Interestingly, when the general history of chemistry is written, the pioneering articles which make the list will almost certainly not be these highly cited ones. They will instead be the synthesis of chlorophyll or fullerene, or those detailing the reactions of CFCs with the ozone layer. The cracking of hydrocarbons will probably be mentioned. And of course there will be all those papers on the nature of the chemical bond, featuring Linus Pauling and others. In the long-term, what would stand out from the chemical canon would be the papers which laid the foundation of the field, not the ones which allowed chemists to calculate a dipole moment with better accuracy. And yet it's the latter and not the former which make the JACS list.
These observations based on a most limited data set should not be taken too seriously. But I think that they drive home an important point.

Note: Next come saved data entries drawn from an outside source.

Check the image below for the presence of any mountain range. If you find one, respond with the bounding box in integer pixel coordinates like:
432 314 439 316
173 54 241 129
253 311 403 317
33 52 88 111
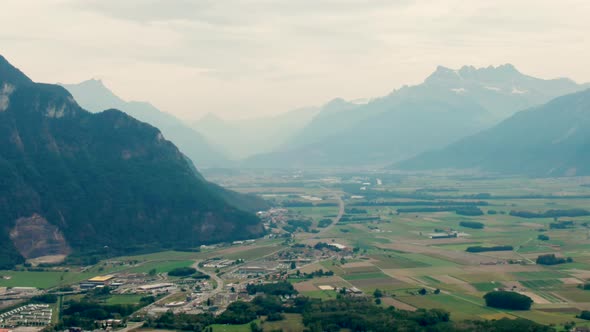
193 107 320 159
61 80 229 167
243 64 590 168
394 89 590 176
0 55 265 268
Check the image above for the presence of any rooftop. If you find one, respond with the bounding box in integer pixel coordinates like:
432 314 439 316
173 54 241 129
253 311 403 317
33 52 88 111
88 275 115 282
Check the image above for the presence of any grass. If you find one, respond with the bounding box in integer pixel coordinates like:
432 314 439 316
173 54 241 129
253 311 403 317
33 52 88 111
512 271 569 280
419 276 442 285
210 323 258 332
208 315 305 332
472 282 500 292
369 254 429 269
396 294 496 320
0 270 94 289
300 290 339 300
261 313 305 332
117 250 205 262
223 245 282 260
342 272 390 281
556 289 590 302
126 260 194 274
520 279 563 290
342 265 381 274
105 294 145 305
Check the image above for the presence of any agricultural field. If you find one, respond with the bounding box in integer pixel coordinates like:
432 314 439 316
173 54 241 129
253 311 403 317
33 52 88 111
4 170 590 328
219 171 590 327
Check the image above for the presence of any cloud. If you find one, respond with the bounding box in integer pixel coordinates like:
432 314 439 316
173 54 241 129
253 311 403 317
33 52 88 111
0 0 589 119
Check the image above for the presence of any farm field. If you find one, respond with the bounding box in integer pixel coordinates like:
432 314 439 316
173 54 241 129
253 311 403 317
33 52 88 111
218 171 590 328
5 170 590 329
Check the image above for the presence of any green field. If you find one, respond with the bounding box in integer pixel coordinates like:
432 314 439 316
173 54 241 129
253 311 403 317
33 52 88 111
0 270 94 289
126 260 195 274
370 254 429 269
342 272 390 281
105 294 145 305
6 172 590 329
300 290 339 299
223 245 282 260
210 323 257 332
512 271 569 280
521 279 563 290
261 313 305 332
472 282 500 292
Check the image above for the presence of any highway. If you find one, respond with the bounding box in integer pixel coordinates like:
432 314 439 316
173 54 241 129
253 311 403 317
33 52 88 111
317 194 345 236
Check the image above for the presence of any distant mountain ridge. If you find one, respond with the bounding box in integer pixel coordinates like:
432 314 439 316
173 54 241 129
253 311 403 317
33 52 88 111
61 79 230 167
244 64 590 168
193 106 320 159
0 55 265 268
394 89 590 176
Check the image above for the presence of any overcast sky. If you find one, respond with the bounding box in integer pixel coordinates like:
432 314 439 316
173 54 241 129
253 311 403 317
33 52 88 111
1 0 589 120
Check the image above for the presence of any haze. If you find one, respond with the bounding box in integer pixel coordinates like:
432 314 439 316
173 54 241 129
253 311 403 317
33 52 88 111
1 0 590 120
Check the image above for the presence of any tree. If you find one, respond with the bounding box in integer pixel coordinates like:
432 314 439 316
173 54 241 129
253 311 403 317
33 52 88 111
578 310 590 320
250 322 262 332
168 267 197 277
375 298 382 305
483 291 532 310
290 261 296 269
373 289 383 298
434 289 441 295
536 254 569 265
563 321 576 331
418 288 427 296
148 268 157 276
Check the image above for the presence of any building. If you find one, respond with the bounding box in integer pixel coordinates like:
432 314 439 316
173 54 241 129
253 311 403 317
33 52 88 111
87 275 115 286
349 287 363 295
138 283 175 292
237 266 276 275
428 232 457 239
328 243 347 250
0 304 52 327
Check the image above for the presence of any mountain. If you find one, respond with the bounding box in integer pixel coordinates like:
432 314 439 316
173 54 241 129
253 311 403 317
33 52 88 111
193 106 320 159
278 98 364 150
61 79 229 167
0 55 264 268
395 89 590 176
244 65 590 168
394 90 590 176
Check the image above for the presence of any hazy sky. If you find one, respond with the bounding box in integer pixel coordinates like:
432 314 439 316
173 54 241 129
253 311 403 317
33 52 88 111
1 0 589 120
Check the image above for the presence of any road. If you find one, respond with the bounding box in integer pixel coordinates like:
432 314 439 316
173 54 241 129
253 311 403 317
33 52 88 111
115 321 144 332
193 260 225 297
317 194 345 236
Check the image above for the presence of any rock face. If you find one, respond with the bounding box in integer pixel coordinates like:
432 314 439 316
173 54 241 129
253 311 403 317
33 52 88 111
0 54 265 268
9 214 71 259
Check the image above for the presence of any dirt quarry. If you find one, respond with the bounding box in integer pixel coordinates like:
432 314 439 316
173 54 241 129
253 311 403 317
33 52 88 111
9 214 70 259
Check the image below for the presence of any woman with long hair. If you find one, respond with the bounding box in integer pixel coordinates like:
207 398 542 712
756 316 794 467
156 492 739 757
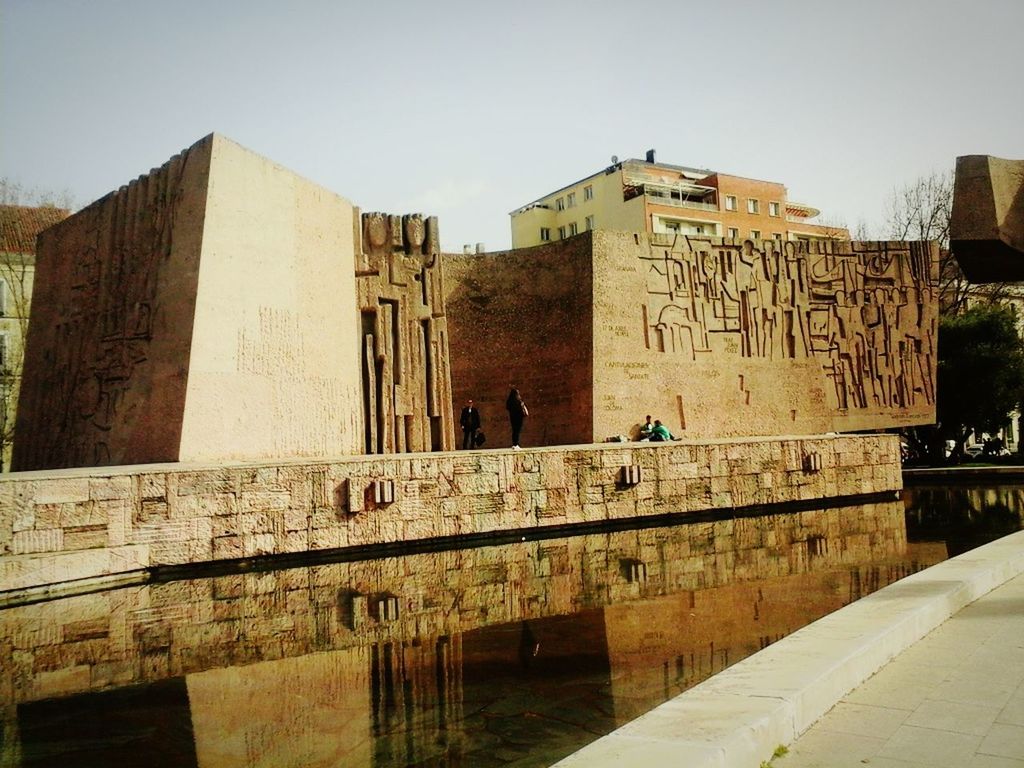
505 386 528 449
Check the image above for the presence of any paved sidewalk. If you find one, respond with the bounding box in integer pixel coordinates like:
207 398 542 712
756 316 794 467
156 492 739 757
776 572 1024 768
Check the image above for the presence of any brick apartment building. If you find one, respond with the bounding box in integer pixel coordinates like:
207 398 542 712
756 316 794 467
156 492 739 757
510 150 849 249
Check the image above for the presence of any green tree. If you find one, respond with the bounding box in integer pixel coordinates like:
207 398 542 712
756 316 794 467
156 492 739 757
925 304 1024 460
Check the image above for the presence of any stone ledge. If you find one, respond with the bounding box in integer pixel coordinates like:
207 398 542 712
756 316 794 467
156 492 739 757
553 528 1024 768
1 435 900 600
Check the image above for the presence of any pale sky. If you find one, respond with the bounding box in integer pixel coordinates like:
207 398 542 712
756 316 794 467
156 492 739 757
2 0 1022 251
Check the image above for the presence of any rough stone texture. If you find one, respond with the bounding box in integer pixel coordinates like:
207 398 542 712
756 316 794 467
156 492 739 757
0 496 916 711
447 232 938 445
445 239 594 448
951 154 1024 282
13 134 453 471
355 212 453 453
0 434 900 597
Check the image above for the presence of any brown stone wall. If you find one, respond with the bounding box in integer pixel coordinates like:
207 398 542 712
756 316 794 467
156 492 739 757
592 232 938 439
446 233 936 446
445 238 594 448
13 137 214 470
0 434 901 599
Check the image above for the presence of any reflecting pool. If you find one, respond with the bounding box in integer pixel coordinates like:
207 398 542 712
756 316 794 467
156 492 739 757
2 485 1021 767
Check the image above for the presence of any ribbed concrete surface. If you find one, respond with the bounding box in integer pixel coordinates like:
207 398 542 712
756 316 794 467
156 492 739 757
554 529 1024 768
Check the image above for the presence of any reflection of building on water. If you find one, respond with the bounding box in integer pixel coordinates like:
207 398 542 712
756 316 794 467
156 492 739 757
2 502 951 766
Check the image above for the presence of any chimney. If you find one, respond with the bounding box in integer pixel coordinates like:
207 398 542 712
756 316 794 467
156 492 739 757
645 148 656 163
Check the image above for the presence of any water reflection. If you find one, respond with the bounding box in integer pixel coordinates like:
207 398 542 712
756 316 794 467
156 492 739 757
903 483 1024 556
0 492 1011 768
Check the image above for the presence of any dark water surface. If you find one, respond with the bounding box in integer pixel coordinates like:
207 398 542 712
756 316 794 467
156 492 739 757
2 485 1021 768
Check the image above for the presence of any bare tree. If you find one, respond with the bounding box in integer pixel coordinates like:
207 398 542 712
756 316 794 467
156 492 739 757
0 252 34 467
885 170 1016 315
0 178 73 468
0 177 75 210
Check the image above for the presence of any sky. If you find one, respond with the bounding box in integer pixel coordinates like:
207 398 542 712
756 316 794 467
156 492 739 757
2 0 1022 252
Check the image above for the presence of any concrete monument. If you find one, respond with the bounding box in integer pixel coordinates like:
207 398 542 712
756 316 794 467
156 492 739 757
445 231 938 446
13 134 452 470
951 154 1024 282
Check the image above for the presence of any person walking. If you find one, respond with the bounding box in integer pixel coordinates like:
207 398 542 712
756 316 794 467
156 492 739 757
459 399 481 450
506 386 529 449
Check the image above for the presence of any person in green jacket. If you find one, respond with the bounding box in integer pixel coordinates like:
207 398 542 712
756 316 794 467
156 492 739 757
649 420 674 441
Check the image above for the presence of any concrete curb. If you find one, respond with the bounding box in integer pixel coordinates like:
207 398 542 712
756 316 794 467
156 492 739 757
553 528 1024 768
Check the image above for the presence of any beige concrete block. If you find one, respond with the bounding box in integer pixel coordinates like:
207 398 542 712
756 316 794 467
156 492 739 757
239 490 292 514
136 500 169 523
12 529 62 555
310 529 343 550
60 501 107 528
32 478 90 505
212 535 243 560
453 472 500 495
63 525 108 550
137 474 168 500
89 476 133 501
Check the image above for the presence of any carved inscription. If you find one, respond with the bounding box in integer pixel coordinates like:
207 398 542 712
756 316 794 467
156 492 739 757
642 236 937 413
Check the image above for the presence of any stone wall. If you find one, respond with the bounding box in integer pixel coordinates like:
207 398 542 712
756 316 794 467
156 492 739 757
14 137 213 469
593 232 938 439
445 241 595 448
445 232 938 445
0 434 901 599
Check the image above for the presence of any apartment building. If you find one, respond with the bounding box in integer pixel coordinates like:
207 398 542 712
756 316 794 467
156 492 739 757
510 150 848 248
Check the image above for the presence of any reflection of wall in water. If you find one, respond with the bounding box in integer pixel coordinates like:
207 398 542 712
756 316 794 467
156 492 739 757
602 538 945 725
0 503 910 708
0 502 928 766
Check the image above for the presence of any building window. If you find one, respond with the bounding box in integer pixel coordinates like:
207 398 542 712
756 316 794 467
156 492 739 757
747 199 760 214
750 229 761 240
773 232 783 241
558 226 566 239
769 201 780 217
584 185 594 201
585 215 595 230
568 222 578 236
567 192 576 208
556 197 565 211
540 227 551 242
728 227 739 239
725 195 737 211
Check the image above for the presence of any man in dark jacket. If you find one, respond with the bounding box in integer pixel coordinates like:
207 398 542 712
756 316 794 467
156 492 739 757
460 399 482 449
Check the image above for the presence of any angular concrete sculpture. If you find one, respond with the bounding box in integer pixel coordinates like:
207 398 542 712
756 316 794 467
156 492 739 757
445 232 938 445
951 155 1024 282
13 134 452 470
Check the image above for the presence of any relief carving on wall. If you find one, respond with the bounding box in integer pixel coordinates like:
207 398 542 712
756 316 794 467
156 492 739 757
356 211 453 453
641 236 937 413
22 150 193 468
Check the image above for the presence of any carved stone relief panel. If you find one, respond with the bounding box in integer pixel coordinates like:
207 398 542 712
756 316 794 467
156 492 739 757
640 236 937 416
355 211 453 453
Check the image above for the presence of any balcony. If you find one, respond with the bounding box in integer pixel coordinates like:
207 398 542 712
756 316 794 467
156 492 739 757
646 195 719 212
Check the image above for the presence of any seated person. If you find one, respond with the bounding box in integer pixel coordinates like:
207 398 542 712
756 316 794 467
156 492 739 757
649 419 674 441
638 415 654 440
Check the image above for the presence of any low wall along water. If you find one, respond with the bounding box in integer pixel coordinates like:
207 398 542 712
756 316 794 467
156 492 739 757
0 434 901 602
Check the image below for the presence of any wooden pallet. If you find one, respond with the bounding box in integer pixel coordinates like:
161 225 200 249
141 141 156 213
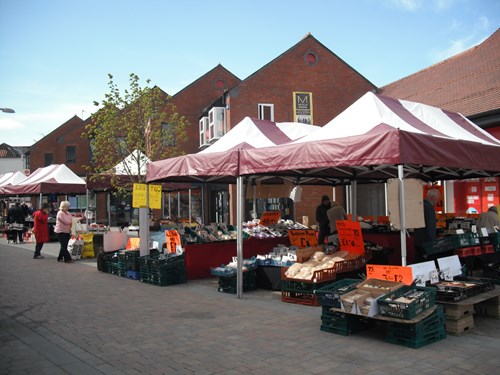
445 315 475 336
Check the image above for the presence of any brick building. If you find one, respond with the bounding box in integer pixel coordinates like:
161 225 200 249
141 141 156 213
204 33 377 224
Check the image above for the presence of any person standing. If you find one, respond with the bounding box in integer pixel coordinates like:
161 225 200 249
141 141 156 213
327 200 348 242
476 206 499 234
32 203 50 259
413 188 441 262
315 195 332 245
54 201 75 263
7 202 25 243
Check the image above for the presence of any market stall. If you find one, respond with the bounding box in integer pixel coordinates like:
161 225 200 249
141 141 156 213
148 93 500 297
239 92 500 265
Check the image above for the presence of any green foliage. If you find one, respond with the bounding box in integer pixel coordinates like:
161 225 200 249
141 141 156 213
82 73 189 191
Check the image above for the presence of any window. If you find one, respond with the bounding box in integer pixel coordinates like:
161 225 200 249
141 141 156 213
162 123 176 146
258 103 274 121
44 153 53 166
66 146 76 163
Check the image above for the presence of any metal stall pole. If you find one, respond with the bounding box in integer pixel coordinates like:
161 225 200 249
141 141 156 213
350 180 357 221
398 165 407 266
177 192 181 220
188 188 192 224
168 193 171 218
236 176 244 299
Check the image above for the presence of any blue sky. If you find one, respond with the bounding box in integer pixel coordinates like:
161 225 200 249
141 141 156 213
0 0 498 147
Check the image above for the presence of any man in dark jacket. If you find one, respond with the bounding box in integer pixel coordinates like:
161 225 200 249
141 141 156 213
413 189 441 262
315 195 331 245
7 202 26 243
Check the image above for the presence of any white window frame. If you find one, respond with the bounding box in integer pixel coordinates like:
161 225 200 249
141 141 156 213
258 103 274 121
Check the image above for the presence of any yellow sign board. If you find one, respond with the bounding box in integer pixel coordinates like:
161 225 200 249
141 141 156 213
132 183 162 209
132 183 148 208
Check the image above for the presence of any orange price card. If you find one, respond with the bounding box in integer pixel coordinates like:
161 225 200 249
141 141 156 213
366 264 413 285
336 220 364 256
165 230 181 254
259 211 281 227
288 229 318 248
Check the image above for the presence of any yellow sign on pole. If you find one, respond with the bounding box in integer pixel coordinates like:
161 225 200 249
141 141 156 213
132 183 148 208
148 184 162 210
133 183 162 209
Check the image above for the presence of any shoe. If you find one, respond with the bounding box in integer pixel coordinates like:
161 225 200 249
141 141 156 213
33 255 44 259
64 259 75 263
57 259 64 262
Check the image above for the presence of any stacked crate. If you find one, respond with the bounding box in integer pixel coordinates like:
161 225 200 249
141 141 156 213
384 305 446 348
139 253 186 286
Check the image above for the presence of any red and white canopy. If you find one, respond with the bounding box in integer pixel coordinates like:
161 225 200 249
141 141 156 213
0 171 27 188
147 117 319 183
239 92 500 182
2 164 86 195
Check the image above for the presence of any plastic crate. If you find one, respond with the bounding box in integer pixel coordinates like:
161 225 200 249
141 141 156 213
378 286 436 320
281 266 337 285
320 309 375 336
482 262 500 284
431 277 494 302
454 246 482 257
482 245 495 254
385 327 446 348
126 270 140 280
423 234 473 255
385 305 445 340
218 270 257 294
314 279 362 308
490 233 500 252
281 290 320 306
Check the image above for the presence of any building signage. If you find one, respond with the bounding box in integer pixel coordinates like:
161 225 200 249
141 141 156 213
293 92 313 124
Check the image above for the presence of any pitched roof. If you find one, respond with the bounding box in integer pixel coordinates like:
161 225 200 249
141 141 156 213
380 28 500 117
0 143 21 158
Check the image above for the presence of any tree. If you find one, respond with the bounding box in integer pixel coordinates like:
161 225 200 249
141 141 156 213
83 73 189 192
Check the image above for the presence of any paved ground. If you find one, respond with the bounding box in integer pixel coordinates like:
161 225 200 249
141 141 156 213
1 236 500 375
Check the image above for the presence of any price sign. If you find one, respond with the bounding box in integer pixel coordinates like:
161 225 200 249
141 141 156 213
148 184 162 209
165 230 181 254
441 268 453 281
429 270 440 284
366 264 413 285
132 183 148 208
337 220 364 255
259 211 281 227
288 229 318 248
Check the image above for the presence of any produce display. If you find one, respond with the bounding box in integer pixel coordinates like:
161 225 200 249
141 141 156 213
284 251 349 280
255 245 298 267
211 257 258 277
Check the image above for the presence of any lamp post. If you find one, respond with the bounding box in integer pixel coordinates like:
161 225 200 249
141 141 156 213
0 108 15 113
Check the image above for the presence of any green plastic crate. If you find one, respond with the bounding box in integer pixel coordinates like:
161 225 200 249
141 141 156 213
314 279 362 308
378 286 436 320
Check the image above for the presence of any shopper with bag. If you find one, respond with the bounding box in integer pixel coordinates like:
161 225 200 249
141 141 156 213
32 203 50 259
54 201 83 263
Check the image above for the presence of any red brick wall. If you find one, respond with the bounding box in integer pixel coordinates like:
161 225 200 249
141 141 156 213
170 64 241 154
28 116 88 176
227 35 376 128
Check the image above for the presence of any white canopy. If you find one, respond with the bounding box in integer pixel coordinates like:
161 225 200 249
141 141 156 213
114 149 150 175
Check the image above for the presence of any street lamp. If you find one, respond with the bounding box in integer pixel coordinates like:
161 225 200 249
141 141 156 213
0 108 15 113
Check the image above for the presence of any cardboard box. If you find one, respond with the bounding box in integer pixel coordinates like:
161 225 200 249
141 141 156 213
340 289 369 313
356 291 386 317
445 315 475 335
357 278 404 294
296 246 324 263
442 304 475 320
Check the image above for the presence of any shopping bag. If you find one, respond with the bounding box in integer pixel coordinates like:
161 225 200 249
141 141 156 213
68 236 84 260
71 217 84 236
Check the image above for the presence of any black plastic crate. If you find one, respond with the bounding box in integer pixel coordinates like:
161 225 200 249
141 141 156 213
320 310 375 336
385 327 446 348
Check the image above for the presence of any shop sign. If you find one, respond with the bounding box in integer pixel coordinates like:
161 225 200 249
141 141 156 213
288 229 318 248
337 220 364 255
366 264 413 285
148 184 162 209
293 92 313 124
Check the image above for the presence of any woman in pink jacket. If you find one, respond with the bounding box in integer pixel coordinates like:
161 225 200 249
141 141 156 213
54 201 75 263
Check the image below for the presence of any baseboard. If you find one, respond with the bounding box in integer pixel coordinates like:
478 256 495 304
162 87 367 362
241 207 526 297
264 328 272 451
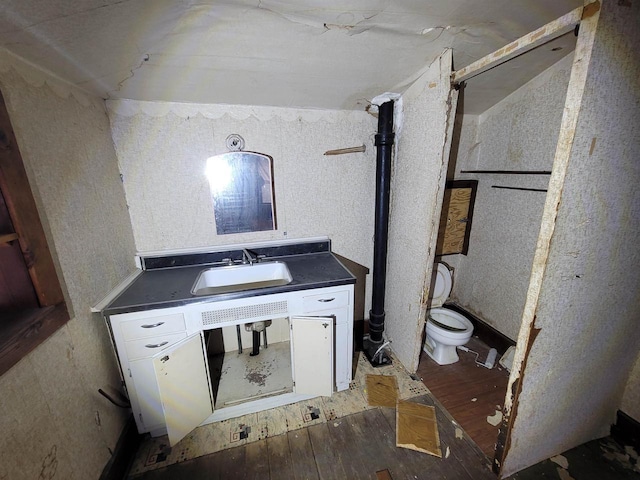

In chemistry, what's regarded as important by history and what's regarded as important by chemists going about their daily work might be very different. We may wax eloquent about how Pauling's paper on hybridization lit up the great darkness, or how Woodward's synthesis of Vitamin B12 reminds one of Chartres Cathedral, but at the end of the day, all a chemist wants is to grow some thiol monolayers on gold and calculate their interactions from first principles.